Hiç düşündünüz mü bilmem ama benim yıllar önce gördüğüm bir rüyanın etkisinde kalıp, dalgaların arasında kaybolacağımı hep düşündüğüm o devasa okyanusları..
Bilmem ama traktörün altına düşüp, sol ayağımı kırdığım, sıcak suyun içinde yanan sol kolum, yine solumdan yediğim kurşun sonrası aynı taraftan aldığım bıçak darbesi ve ters dönmesine karşın, çevreye yayılan onca lpg tüplerinin bir kıvılcım bile almadan, patlamadığı ve benim bir yerim kanamadan altından çıktığım kamyon kazası ardından yaşam denen okyanusta yol almaya, yüzmeye devam ediyordum..

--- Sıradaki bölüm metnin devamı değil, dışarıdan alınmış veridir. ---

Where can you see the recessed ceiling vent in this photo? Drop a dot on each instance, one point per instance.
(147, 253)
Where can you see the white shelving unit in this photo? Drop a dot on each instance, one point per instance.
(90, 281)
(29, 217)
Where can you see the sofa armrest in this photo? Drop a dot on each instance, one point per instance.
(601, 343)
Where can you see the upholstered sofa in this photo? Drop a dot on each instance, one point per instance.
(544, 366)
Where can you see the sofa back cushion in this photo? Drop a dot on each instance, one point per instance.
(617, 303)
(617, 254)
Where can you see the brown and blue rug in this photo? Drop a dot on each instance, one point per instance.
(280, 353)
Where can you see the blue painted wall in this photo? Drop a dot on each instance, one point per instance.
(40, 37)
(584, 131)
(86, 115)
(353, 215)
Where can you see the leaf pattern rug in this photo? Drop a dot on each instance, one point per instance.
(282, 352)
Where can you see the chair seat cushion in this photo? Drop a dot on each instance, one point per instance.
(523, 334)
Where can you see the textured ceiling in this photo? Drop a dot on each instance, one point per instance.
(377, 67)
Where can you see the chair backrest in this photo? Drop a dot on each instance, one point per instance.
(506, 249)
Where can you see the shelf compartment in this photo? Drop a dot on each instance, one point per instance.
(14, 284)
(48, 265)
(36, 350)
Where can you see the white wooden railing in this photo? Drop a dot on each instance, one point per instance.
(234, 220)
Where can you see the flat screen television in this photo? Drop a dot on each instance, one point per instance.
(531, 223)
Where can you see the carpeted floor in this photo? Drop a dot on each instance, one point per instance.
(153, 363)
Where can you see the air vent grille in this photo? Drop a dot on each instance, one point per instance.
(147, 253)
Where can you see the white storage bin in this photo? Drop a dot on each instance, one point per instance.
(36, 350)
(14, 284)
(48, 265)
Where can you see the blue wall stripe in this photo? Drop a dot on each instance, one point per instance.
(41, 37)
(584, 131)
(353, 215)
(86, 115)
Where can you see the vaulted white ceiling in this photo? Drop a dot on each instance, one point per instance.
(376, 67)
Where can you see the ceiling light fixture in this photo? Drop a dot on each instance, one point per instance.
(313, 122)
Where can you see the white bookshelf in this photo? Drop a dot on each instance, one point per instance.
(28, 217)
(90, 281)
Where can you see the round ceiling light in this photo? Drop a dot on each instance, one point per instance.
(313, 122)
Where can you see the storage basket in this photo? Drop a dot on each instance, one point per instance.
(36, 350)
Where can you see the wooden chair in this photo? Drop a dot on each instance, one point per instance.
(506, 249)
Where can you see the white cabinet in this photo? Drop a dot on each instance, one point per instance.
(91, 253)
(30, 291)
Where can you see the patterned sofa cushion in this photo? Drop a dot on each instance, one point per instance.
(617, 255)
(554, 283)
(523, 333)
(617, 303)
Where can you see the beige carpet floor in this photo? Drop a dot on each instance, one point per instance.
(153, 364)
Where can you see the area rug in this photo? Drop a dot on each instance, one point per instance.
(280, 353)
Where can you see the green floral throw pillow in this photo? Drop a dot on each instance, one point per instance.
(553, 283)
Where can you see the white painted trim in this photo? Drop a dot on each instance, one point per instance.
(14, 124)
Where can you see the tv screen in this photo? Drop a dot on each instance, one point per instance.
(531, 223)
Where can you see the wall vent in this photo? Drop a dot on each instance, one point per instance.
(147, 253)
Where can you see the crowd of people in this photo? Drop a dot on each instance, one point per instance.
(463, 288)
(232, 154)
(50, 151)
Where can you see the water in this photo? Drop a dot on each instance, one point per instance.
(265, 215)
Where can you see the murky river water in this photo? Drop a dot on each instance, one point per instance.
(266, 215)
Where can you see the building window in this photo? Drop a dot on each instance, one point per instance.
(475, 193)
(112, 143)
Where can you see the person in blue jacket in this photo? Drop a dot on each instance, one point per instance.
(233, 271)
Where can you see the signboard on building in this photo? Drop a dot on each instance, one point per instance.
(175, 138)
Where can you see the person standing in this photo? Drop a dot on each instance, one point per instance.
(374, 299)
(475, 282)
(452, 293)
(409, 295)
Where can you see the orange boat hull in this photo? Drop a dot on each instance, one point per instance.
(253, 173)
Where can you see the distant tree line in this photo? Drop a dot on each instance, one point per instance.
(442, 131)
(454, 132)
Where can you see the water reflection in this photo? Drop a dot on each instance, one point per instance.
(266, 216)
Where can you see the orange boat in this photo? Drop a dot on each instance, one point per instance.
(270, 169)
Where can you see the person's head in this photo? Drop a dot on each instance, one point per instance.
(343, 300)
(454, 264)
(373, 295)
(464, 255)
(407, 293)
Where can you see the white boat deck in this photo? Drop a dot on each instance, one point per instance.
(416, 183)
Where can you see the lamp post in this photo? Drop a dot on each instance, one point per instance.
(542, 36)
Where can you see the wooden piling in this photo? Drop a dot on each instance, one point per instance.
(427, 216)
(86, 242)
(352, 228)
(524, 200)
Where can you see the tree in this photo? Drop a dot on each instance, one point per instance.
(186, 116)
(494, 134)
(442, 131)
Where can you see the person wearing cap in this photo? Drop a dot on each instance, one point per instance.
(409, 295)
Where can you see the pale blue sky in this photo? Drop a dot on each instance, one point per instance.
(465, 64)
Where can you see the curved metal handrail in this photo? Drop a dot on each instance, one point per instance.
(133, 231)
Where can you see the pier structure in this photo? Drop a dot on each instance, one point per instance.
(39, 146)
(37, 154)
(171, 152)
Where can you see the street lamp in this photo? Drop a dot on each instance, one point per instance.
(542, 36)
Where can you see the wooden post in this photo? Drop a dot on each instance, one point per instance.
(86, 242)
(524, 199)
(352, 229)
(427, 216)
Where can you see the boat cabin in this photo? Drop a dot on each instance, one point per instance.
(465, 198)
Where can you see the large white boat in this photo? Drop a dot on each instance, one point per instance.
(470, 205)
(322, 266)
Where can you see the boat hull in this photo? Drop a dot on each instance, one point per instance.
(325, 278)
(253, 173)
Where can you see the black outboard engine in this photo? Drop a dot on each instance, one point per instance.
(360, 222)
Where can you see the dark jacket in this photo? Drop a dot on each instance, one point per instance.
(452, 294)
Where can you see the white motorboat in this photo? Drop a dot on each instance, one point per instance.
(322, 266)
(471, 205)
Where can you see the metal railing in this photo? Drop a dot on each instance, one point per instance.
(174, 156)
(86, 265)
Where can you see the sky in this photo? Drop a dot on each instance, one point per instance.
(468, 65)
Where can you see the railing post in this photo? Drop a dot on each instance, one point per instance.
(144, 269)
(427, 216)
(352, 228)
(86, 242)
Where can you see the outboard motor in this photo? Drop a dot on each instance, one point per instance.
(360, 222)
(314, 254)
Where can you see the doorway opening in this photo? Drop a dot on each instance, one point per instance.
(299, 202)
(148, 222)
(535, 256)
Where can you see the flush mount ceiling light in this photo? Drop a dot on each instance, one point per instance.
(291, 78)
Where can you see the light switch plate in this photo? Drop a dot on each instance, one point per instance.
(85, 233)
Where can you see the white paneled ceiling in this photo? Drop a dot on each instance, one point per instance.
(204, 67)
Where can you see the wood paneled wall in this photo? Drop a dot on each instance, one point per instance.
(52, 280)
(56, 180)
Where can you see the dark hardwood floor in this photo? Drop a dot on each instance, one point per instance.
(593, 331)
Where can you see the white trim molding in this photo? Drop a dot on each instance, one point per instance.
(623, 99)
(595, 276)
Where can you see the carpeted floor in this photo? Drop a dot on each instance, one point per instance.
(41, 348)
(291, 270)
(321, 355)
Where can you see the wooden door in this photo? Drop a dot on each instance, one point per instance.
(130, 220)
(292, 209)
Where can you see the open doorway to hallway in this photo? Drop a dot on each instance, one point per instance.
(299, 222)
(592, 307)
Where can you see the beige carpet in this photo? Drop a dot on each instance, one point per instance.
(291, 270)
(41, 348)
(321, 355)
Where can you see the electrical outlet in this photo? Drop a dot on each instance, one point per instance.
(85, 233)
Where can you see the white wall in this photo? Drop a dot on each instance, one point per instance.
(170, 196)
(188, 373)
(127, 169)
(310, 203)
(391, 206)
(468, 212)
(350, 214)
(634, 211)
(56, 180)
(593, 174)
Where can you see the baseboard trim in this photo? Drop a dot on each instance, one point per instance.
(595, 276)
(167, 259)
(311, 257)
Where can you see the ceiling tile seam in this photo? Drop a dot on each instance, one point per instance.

Ve önce Kocaeli otoyolunda sonra Erzincan karayolunda pert olan araçlardan sağ çıkıp onca dert, kerameti, benlik kıyametleri aşıp hala yaşamam belki de o gördüğüm rüyayı doğrular gibi..


Sanki öyle olduğundan gibiymiş gibi kısa süre içinde  zoraki aldığım pasaportu cebime koyarken kırmızı kabına uzun uzun bakışımla yeniden hatırlıyordum o bir çoğumuzun aklına bile gelemeyen ve arada, sırada tesadüfen de olsa izlediğimiz belgesellerde gördüğümüz o içi başka ama birçok kollu Ahtapot , köpek balığının yanında bizlere benzeyen Yunuslar gibi onca canlının yaşadığı bir dünya olan okyanusları aşıp, son limana yanaşan bir gemi gibiyim sanki..


Evet, hiç düşündünüz mü bilmem ama o dev dalgalara sahip, yer sarsıntıları ardından oluşan tsunamileriyle karaya doğru gelip, yer çekimi ile geri çekilen mavi sulu, tuzlu, tuzsuz ve Kur'an ı Kerimde belirtildiği gibi birbirine karışmayan okyanusları...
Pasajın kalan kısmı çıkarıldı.